Robert Graves - the man

 

EXT. LONDON PARK-LATER THAT AFTERNOON


Former SERVICE MEN are protesting and demanding reinstatement of their jobs prior to the war. Sassoon and Robert walk past them along a nice garden path.


ROBERT

I miss it...the front. Life was much simpler, and my parents were proud of me.


SASSOON

Proud of the fact that we could die at any moment.


INT. TRENCH-DAY-FLASHBACK


Robert charging through no man’s land in a white haze of smoke. He is alone when an explosion is heard. Robert stops in his tracks. A trail of blood from the top of his head drips down into his eyes, and Robert collapses.


ROBERT (V.O.)

But I did die Sass. I was declared dead at the Somme along with eight thousand of my brothers. On my eighteenth birthday no less.


EXT. TRENCH-DAY-FLASHBACK


Robert lies among the war dead.  A CORPORAL catalogs the bodies.
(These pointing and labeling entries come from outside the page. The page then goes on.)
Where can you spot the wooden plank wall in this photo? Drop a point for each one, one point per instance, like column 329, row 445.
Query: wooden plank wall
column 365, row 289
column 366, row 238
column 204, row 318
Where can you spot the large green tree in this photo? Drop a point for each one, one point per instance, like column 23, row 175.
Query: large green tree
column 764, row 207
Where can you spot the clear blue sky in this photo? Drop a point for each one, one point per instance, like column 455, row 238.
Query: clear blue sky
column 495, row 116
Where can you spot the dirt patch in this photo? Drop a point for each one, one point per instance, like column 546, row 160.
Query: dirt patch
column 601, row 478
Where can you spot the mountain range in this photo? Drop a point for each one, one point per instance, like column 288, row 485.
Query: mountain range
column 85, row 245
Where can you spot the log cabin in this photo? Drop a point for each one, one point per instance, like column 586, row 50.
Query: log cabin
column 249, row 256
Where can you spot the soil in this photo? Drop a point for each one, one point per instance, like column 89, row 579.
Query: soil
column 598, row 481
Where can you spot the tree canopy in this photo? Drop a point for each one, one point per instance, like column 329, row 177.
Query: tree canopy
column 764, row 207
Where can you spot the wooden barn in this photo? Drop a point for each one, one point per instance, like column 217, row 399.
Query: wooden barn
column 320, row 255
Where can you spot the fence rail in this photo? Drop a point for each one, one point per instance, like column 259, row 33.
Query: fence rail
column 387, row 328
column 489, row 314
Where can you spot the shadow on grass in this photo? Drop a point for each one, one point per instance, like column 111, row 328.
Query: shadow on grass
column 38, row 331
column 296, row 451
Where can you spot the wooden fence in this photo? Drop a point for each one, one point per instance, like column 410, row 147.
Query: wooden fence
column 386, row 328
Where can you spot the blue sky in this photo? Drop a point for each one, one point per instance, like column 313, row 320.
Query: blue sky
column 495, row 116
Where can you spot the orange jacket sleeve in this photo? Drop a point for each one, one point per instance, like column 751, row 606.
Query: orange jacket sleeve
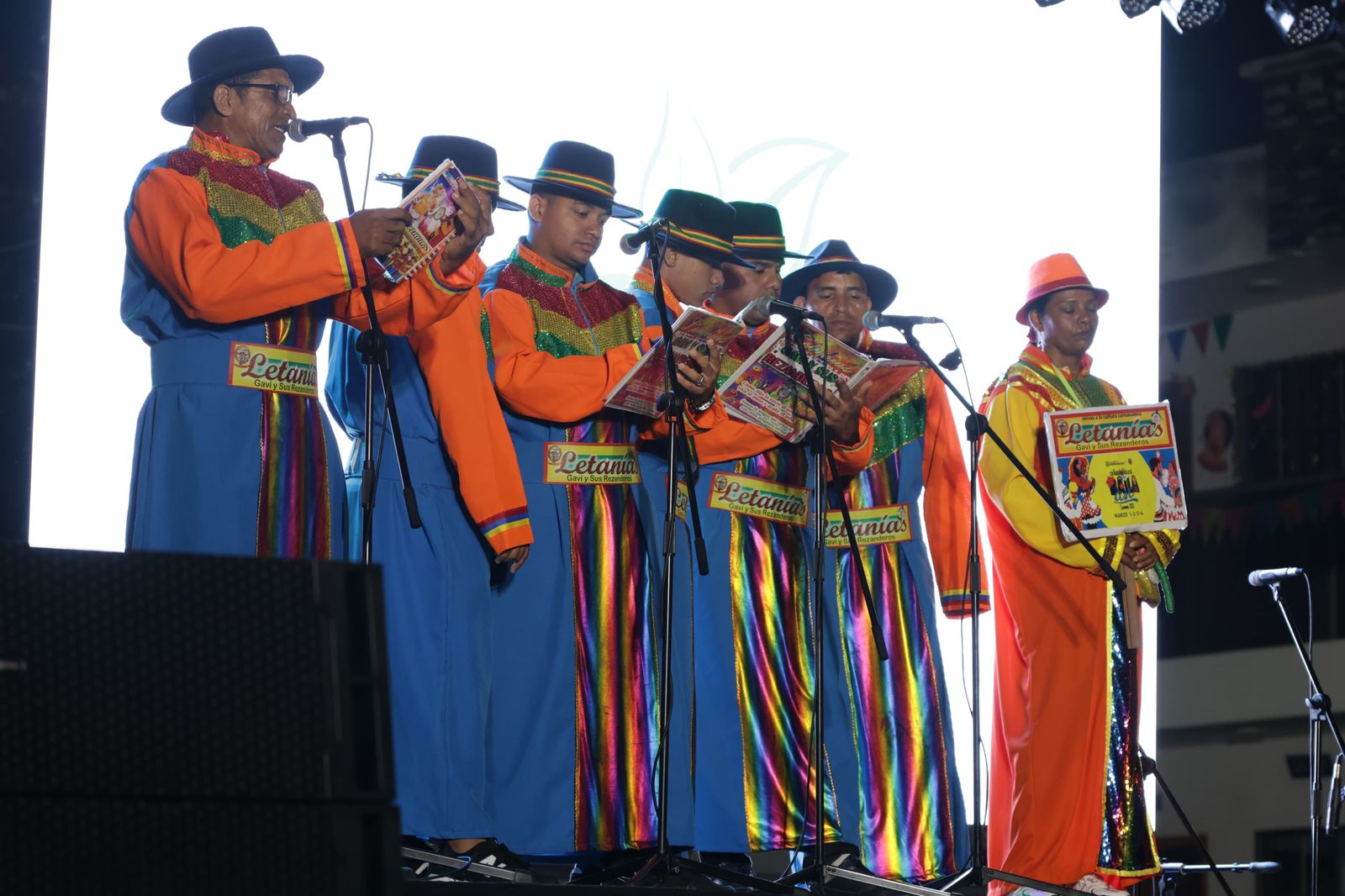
column 178, row 241
column 452, row 356
column 947, row 505
column 414, row 304
column 537, row 383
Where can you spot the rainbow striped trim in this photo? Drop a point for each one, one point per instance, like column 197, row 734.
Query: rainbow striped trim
column 575, row 179
column 502, row 522
column 746, row 242
column 488, row 185
column 345, row 235
column 699, row 239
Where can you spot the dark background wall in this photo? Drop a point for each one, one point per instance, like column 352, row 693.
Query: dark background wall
column 24, row 108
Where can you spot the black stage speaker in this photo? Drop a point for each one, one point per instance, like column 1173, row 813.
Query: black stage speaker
column 193, row 724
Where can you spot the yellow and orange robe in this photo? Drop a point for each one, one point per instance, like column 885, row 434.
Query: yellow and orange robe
column 232, row 273
column 911, row 814
column 751, row 634
column 1066, row 790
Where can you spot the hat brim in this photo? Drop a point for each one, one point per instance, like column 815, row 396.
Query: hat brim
column 573, row 192
column 508, row 205
column 1022, row 313
column 181, row 108
column 883, row 287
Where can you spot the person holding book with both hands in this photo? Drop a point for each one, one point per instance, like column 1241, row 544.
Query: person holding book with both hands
column 910, row 821
column 437, row 579
column 575, row 697
column 1067, row 794
column 753, row 676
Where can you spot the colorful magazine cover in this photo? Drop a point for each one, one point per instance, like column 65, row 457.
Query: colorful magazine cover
column 770, row 387
column 434, row 221
column 1116, row 468
column 639, row 389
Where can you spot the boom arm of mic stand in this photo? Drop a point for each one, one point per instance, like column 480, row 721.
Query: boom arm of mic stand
column 376, row 353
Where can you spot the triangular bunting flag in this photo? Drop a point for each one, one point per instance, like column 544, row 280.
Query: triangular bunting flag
column 1176, row 340
column 1223, row 323
column 1201, row 333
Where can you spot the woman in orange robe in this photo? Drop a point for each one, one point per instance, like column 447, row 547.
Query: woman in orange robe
column 1067, row 801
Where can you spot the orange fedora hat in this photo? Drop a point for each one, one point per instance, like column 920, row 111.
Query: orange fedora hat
column 1052, row 275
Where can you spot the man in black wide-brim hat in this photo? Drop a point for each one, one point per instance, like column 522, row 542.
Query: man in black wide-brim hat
column 899, row 768
column 437, row 579
column 575, row 697
column 232, row 273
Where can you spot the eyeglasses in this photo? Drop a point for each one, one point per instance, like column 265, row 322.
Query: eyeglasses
column 282, row 92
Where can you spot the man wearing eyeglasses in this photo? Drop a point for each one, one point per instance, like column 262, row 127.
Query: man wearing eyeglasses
column 232, row 273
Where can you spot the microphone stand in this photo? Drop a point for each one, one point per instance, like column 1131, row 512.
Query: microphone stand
column 1167, row 883
column 1318, row 714
column 373, row 351
column 665, row 862
column 979, row 872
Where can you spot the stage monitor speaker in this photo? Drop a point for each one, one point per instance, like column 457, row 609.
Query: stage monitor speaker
column 217, row 724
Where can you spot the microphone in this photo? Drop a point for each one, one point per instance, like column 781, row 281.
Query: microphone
column 872, row 320
column 632, row 241
column 1333, row 804
column 760, row 311
column 1266, row 576
column 302, row 129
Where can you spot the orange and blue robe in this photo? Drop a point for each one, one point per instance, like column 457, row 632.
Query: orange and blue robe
column 436, row 579
column 751, row 643
column 575, row 688
column 911, row 815
column 232, row 273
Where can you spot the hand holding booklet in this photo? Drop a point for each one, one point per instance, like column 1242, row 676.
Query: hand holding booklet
column 434, row 224
column 770, row 387
column 639, row 389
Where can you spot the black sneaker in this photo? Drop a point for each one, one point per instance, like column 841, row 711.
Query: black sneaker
column 735, row 862
column 493, row 853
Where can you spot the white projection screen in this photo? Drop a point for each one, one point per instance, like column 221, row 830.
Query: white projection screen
column 950, row 141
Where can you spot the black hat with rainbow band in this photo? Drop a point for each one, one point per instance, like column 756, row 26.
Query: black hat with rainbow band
column 578, row 171
column 475, row 159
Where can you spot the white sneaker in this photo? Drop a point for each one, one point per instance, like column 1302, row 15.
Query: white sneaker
column 1094, row 884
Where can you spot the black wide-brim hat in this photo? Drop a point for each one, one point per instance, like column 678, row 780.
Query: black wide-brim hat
column 475, row 159
column 757, row 233
column 701, row 226
column 836, row 256
column 578, row 171
column 230, row 53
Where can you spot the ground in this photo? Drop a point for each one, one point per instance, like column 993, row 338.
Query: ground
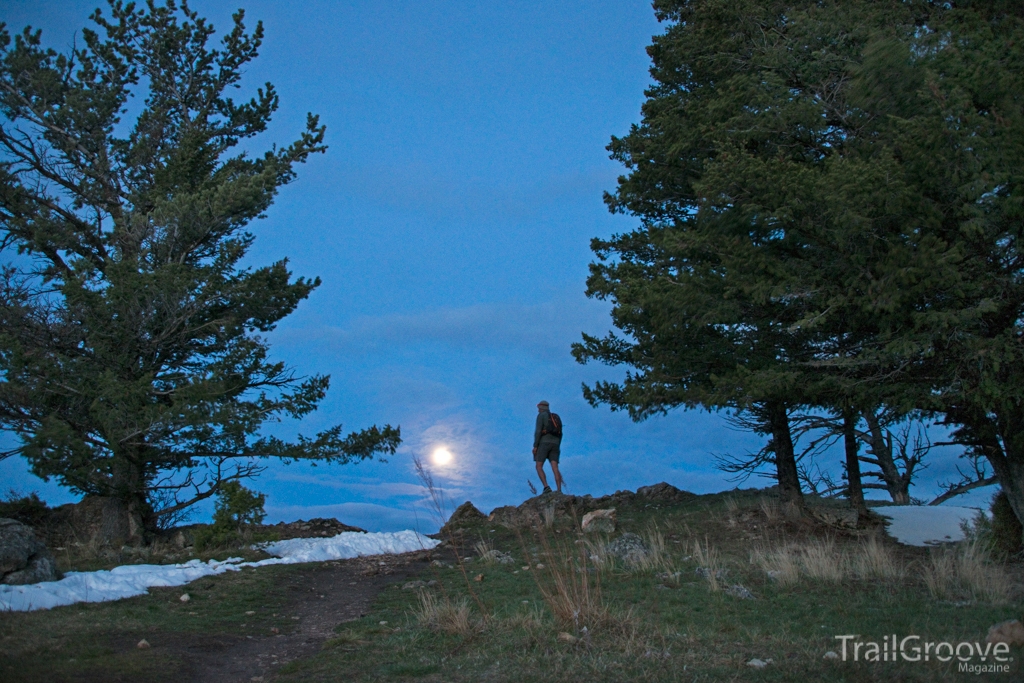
column 562, row 610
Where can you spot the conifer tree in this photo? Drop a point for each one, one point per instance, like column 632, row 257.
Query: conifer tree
column 131, row 361
column 850, row 172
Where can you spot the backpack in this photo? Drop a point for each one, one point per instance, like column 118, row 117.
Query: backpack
column 554, row 426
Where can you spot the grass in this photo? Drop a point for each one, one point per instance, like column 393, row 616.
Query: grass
column 96, row 641
column 588, row 615
column 640, row 626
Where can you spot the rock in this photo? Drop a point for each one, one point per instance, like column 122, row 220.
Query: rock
column 498, row 556
column 541, row 510
column 629, row 547
column 839, row 517
column 24, row 558
column 705, row 572
column 664, row 493
column 315, row 527
column 739, row 592
column 464, row 514
column 1011, row 632
column 599, row 521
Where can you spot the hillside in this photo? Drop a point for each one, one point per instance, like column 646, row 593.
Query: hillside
column 707, row 588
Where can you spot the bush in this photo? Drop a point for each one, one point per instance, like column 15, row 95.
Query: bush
column 28, row 509
column 236, row 512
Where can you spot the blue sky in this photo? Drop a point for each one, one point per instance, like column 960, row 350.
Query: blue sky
column 450, row 222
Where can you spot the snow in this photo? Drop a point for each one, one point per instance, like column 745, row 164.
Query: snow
column 927, row 524
column 132, row 580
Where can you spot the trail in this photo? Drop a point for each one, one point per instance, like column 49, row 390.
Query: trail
column 322, row 597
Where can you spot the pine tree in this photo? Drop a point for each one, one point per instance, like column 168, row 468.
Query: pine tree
column 131, row 361
column 849, row 174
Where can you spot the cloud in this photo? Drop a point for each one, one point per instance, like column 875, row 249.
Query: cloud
column 531, row 329
column 375, row 489
column 444, row 194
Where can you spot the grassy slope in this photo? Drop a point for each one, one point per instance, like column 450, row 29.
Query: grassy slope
column 96, row 641
column 680, row 632
column 684, row 632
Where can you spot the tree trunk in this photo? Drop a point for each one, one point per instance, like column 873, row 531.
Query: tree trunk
column 882, row 449
column 785, row 461
column 129, row 492
column 855, row 492
column 1008, row 461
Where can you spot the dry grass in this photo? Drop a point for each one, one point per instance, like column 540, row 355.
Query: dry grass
column 966, row 571
column 491, row 555
column 709, row 564
column 657, row 558
column 769, row 507
column 780, row 564
column 443, row 613
column 530, row 620
column 820, row 560
column 876, row 560
column 570, row 583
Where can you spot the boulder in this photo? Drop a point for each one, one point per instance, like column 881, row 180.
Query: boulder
column 1011, row 632
column 95, row 520
column 541, row 510
column 599, row 521
column 24, row 558
column 629, row 547
column 663, row 493
column 466, row 512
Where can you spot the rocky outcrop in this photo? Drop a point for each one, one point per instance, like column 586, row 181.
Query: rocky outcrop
column 24, row 558
column 629, row 547
column 663, row 493
column 599, row 521
column 543, row 509
column 1011, row 632
column 464, row 514
column 324, row 527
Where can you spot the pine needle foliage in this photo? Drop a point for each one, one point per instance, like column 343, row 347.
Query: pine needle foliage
column 131, row 356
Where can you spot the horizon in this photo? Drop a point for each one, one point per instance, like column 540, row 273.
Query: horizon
column 450, row 221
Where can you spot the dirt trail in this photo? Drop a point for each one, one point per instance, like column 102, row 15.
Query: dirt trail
column 323, row 597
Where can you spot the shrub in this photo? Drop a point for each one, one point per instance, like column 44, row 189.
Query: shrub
column 237, row 511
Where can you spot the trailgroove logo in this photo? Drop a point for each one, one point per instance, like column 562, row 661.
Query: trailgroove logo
column 974, row 657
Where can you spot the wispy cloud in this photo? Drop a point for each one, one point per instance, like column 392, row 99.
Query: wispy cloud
column 366, row 515
column 539, row 329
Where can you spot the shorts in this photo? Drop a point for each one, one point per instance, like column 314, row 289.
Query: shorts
column 547, row 451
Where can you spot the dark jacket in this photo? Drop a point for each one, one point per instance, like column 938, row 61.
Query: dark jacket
column 542, row 422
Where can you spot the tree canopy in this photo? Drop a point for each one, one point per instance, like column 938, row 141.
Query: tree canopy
column 829, row 205
column 132, row 364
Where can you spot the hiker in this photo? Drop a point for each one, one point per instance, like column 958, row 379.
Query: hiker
column 547, row 439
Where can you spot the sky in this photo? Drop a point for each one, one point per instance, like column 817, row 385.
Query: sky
column 451, row 222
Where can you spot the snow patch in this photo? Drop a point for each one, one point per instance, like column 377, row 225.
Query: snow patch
column 927, row 524
column 132, row 580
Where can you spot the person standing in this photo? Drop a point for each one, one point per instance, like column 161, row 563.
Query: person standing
column 547, row 444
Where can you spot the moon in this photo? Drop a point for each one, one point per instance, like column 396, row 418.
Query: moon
column 441, row 456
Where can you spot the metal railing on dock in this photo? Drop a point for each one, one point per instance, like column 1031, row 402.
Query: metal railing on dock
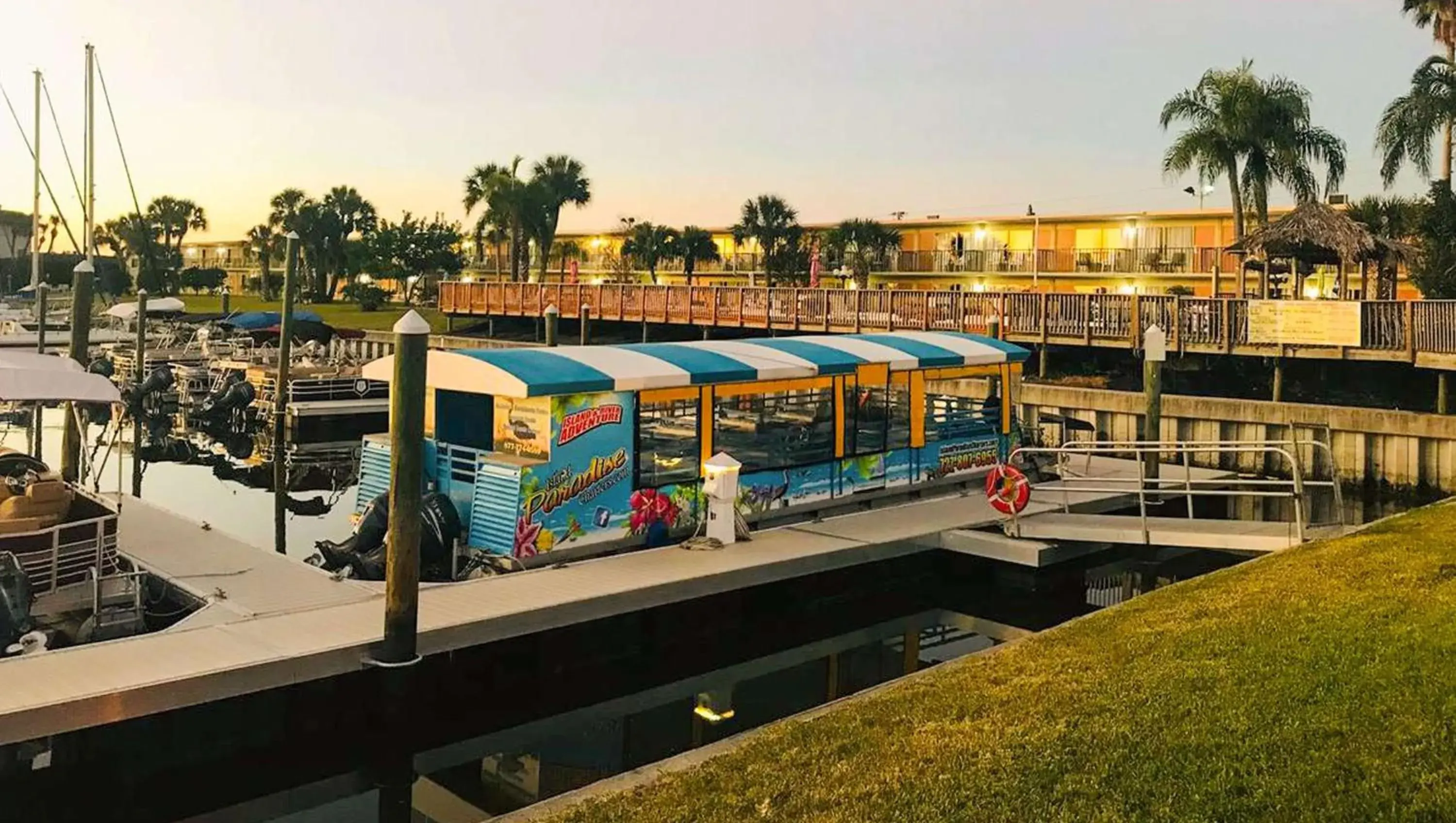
column 1390, row 329
column 1152, row 489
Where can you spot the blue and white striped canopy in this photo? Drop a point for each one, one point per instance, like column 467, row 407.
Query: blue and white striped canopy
column 583, row 369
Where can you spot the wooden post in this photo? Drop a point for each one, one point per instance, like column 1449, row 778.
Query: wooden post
column 281, row 399
column 398, row 655
column 407, row 438
column 38, row 448
column 139, row 375
column 552, row 319
column 81, row 347
column 1155, row 351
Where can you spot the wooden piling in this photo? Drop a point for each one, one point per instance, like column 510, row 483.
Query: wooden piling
column 139, row 375
column 281, row 401
column 81, row 348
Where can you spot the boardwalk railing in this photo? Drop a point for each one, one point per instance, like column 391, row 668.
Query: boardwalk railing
column 1391, row 329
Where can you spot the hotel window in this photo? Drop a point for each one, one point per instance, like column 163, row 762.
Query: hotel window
column 777, row 430
column 953, row 417
column 877, row 417
column 667, row 444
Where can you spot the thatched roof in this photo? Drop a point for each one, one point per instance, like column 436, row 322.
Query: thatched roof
column 1315, row 232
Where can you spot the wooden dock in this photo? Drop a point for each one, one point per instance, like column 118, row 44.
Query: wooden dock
column 271, row 621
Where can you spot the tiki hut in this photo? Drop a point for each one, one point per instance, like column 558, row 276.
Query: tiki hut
column 1317, row 235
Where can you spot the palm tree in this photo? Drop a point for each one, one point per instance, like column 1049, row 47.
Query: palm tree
column 862, row 244
column 769, row 222
column 286, row 207
column 1413, row 120
column 695, row 245
column 1440, row 18
column 264, row 242
column 346, row 214
column 1234, row 117
column 1285, row 143
column 650, row 245
column 509, row 201
column 560, row 180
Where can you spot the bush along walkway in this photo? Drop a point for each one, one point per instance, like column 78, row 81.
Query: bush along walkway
column 1314, row 685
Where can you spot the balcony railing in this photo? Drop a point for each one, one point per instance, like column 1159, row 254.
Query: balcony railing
column 1401, row 329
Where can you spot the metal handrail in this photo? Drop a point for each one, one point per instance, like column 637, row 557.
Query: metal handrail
column 1288, row 449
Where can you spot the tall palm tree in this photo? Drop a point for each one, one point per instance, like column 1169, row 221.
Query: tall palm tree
column 1285, row 143
column 346, row 214
column 560, row 180
column 264, row 242
column 695, row 245
column 769, row 222
column 650, row 245
column 861, row 244
column 1414, row 118
column 284, row 209
column 1237, row 118
column 509, row 201
column 1440, row 18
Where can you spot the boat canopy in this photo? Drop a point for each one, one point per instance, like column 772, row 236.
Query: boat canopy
column 249, row 321
column 159, row 306
column 43, row 378
column 584, row 369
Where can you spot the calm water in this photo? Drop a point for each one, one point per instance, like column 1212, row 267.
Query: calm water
column 194, row 493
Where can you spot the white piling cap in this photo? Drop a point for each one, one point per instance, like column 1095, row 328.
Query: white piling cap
column 413, row 324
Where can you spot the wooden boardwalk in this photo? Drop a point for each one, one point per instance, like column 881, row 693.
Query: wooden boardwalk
column 1422, row 332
Robert slowly comes too.  His moans reach the ears of the CORPORAL who drops his note pad and assists a semi-conscious Robert.


ROBERT (O.S.)

I sometimes wonder for every famous dead war poet, there were fifty might have beens. If I didn’t come back to life that night, where would I have been placed? Above Brooke? Below Owen? Perhaps if I had died, the poems I wrote at the front would haven been enough to sustain my reputation? My father’s?


EXT. LONDON PARK-AFTERNOON


Robert and Sassoon watch the protesting soldiers.


ROBERT

And now I am in debt, poor, and without an ounce of inspiration to draw upon.